European newspapers
May 27, 2009The Internet age has revolutionized the way people interact with media. But it has also sparked the demise of the printed newspaper.
In the United States, a number of regional papers have folded in the past two years. Others, such as the renowned Christian Science Monitor, have resorted to a weekly print issue and are otherwise "only" available online.
In Europe, however, newspaper publishers are looking for a more integrated approach, said Angela Mills Wade, executive director of the European Publishers' Council.
"We are in the most amazing state of transition from print to online right now," Wade said. "The challenge is to make sure that the interest in the content we're producing, no matter how it's distributed, is sufficient to continue financing that content." She said this could also involve paying for online content.
Wade said she did not believe that newspapers would die off in Europe, as is the case in the US.
"I think the difference between the US and Europe is that there's a more deep-seated cultural tradition in newspapers here and I think it would be harder to brush that away," Wade said.
Hans Joachim Fuhrmann, spokesman for the Federation of German Newspaper Publishers BDZV, agreed.
"The newspaper-reading culture here is completely different than in the US," Fuhrmann said. "We also have a much stronger regional concentration."
Volker Wolff, a professor at the University of Mainz's Journalism Seminar, said he thinks change will come.
"Of course, newspapers are going to die off here in Germany, too," Wolff said.
Change is necessary
Industry experts agree, though, that things have to change in the newspaper sector.
"Here in Germany, but also all over the western world, we are in a transformation process regarding the classical printed newspaper," Fuhrmann said. "Newspapers have to transform themselves into multimedia companies."
According to Wolff, newspapers should not try to compete directly with online content.
"Newspapers can't write the same things you find on the Internet," Wolff said. "They have to concentrate on regional information and also on background stories. The future of newspapers lies in qualitative valuable stories, like those magazines previously covered."
But this will have a corresponding price tag.
"For those which survive, it's going to be expensive," Wolff said. High-quality newspapers will cost more.
Question of the right solutions
Though newspapers are suffering, Wade said one shouldn't underestimate the amount of newspapers read.
According to figures by the World Association of Newspapers (WAN), print newspapers attract more than 1.7 billion readers a day worldwide.

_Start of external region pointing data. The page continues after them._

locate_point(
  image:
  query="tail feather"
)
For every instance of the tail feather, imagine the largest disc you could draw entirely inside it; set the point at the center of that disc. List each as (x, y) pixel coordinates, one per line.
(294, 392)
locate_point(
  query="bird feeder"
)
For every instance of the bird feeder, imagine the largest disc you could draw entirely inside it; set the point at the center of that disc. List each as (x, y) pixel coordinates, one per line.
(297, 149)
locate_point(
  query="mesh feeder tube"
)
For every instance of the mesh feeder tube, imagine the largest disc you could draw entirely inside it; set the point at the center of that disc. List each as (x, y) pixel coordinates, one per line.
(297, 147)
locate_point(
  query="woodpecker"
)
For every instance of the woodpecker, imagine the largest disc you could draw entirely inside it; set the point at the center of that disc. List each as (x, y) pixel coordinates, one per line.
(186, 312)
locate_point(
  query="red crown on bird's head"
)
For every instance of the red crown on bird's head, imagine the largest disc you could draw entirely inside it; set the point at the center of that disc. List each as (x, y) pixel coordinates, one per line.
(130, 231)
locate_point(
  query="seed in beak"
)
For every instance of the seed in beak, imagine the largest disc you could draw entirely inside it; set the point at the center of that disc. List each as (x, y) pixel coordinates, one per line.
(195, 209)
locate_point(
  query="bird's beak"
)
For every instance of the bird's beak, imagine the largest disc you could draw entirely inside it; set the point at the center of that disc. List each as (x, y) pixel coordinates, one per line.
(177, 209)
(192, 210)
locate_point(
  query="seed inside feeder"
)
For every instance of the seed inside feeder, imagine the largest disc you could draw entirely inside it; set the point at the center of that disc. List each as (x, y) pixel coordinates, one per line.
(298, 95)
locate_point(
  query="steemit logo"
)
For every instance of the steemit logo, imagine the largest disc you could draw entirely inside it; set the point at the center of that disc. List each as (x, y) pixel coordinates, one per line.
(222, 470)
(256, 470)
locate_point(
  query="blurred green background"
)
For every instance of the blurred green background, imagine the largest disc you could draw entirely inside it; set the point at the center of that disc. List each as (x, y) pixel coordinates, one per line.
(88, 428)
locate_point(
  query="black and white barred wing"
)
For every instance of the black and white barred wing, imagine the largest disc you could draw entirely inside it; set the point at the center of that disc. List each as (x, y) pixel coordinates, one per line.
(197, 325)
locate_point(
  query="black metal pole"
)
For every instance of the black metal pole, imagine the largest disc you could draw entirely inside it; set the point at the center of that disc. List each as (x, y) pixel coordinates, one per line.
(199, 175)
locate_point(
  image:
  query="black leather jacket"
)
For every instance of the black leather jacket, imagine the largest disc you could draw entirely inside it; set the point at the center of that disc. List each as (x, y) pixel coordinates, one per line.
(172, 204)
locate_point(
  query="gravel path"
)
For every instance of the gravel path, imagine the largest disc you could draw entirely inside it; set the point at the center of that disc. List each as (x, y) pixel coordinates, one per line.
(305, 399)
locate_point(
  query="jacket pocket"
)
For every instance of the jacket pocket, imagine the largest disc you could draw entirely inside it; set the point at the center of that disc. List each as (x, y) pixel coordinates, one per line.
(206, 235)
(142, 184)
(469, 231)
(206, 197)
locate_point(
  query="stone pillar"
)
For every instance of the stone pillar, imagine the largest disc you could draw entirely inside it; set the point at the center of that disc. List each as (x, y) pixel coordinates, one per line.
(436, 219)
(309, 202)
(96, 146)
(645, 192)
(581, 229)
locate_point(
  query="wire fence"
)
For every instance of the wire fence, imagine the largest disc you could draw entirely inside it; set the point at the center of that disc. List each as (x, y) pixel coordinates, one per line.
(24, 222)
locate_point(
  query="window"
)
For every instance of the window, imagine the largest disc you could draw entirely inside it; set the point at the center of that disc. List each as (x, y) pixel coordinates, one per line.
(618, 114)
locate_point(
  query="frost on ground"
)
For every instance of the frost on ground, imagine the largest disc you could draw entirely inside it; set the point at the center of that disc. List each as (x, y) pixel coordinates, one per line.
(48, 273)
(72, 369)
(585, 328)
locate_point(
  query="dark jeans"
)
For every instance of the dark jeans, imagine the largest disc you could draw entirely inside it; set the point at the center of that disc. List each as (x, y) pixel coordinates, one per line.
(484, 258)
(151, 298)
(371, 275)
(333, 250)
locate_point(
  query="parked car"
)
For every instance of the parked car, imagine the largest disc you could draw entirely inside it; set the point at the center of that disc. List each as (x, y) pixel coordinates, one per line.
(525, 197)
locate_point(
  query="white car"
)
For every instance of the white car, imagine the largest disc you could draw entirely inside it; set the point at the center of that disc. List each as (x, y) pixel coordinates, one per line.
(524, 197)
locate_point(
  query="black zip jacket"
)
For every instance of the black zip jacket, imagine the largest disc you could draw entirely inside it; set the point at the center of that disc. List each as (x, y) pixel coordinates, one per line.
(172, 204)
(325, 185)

"Gavin O'Reilly, WAN's chairman, once said that more adults read a newspaper every day than eat a Big Mac every year," Wade said. "So though there may be a long term decline in percentage terms in newspaper consumption, there are nevertheless a growing number of people who have an appetite for reading news, comment and debate from trusted brands, from fact-based journalism."
WAN is convinced that dailies have a future.

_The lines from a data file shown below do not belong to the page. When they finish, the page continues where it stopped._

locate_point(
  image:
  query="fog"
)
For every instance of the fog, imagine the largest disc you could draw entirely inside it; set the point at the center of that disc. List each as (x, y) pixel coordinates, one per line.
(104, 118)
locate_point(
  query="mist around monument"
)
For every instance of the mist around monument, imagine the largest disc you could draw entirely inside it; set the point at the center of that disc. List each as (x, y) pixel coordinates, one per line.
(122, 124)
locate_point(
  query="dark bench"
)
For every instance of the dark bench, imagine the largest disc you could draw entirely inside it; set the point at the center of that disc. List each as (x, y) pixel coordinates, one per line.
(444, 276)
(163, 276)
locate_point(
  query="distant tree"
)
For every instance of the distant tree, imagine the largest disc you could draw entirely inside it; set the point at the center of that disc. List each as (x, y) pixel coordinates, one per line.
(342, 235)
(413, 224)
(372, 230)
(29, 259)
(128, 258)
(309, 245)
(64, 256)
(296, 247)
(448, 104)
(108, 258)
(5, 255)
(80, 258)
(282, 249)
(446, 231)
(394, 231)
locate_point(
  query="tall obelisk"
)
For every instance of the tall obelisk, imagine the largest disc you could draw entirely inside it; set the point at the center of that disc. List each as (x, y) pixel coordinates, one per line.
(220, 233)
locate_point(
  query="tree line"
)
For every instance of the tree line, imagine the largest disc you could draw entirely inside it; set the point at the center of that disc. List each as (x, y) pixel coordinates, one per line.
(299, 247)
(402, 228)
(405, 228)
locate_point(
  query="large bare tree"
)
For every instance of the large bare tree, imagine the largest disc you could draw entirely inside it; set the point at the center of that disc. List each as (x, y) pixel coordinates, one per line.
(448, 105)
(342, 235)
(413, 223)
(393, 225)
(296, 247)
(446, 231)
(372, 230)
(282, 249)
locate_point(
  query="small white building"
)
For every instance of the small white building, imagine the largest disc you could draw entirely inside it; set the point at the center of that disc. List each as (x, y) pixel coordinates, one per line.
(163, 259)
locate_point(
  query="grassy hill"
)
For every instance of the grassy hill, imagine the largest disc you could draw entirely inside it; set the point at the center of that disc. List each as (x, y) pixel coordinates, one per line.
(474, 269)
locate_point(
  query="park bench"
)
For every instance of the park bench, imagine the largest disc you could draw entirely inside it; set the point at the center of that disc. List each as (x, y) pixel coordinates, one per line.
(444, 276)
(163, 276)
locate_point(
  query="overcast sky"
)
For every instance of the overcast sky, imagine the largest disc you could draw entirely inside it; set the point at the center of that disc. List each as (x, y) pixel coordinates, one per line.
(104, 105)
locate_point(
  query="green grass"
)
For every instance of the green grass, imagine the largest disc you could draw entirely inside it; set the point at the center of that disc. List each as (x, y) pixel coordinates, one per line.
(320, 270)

"Print continues to be the main revenue generator for newspapers and it will continue to be for a long time," WAN spokesman Larry Kilman told news agency AFP. He said WAN believed that solutions existed to enable media companies to combine the paper and screen to be profitable.
A WAN conference on the power of print media vis-a-vis the Internet, especially at this time of economic crisis, is currently on in Barcelona until Thursday.

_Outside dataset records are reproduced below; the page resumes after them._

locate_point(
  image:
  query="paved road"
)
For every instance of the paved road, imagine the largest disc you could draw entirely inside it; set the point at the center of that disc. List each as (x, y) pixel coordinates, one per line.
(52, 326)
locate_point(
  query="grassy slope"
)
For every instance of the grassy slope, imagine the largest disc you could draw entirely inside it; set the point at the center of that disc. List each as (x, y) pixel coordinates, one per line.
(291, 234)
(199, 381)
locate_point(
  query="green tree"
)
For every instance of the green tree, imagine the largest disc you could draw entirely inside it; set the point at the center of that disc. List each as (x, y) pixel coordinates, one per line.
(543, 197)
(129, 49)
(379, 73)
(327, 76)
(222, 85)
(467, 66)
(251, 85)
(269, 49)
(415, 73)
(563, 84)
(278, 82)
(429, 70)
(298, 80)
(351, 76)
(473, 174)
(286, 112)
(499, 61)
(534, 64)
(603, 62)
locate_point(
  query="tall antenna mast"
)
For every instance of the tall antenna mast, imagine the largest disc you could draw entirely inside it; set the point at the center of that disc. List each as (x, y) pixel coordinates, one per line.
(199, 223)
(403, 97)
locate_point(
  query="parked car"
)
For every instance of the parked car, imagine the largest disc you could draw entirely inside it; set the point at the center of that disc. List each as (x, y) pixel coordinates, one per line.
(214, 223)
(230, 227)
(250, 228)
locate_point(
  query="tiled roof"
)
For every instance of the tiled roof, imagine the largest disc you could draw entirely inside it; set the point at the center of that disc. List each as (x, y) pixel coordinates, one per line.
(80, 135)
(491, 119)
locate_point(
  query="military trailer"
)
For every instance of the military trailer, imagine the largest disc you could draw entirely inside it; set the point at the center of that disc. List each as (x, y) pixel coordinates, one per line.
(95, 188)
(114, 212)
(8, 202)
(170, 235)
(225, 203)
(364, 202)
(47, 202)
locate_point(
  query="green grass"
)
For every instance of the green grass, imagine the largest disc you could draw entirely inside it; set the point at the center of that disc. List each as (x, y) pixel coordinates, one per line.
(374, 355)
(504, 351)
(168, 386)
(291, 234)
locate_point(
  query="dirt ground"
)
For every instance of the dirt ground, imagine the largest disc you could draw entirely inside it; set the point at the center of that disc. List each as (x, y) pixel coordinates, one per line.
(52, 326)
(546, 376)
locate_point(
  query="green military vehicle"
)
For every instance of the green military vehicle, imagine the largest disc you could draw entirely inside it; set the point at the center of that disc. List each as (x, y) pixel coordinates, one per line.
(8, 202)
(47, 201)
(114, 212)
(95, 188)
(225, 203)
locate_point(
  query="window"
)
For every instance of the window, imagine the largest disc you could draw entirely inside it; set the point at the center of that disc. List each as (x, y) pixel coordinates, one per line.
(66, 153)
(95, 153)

A new generation of newspaper readers
The integration of online elements and interactive features can attract younger readers, in particular, to a newspaper's site.
"The illness of non-reading has hit Germany just as much as other countries," Wolff said. This was particularly the case with the younger generation.
"In India, newspapers are a status symbol: if you can read, you have a newspaper," Wolff said. "Here in old Europe it's the same problem everywhere: an aging population, non-reading youth, a drop in advertising sales, dwindling markets."
But the German government is trying to get more people interested in newspapers and last year launched a national initiative for print media. It aims to increase public awareness of the importance of print media as a key political medium and is particularly geared towards promoting media competency among young readers.
Federal Government Commissioner for Culture and the Media, Bernd Neumann, said, despite the enormous growth of electronic media, newspapers and magazines are still the key political media in German society.
"Whoever wants to get a reliable and multi-sided picture of fundamental political and societal issues remains dependent on the printed word," Neumann said at the initiative's annual meeting earlier this month.
According to Neumann, the printed word in particular encouraged democratic cohesion.
"As opposed to the Internet, it directs awareness to that which is important to everyone – independent of whether it is of personal interest for an individual or not," Neumann said.
But, he said that print and online media don't have to exclude each other, but rather be complementary.
"Whoever reads newspapers and magazines acquires the possibility to deal critically with Internet offers and profit more consciously from information sources," Neumann said.
Children and teenagers should, therefore, learn to differentiate between media, whether digital or classic, he said.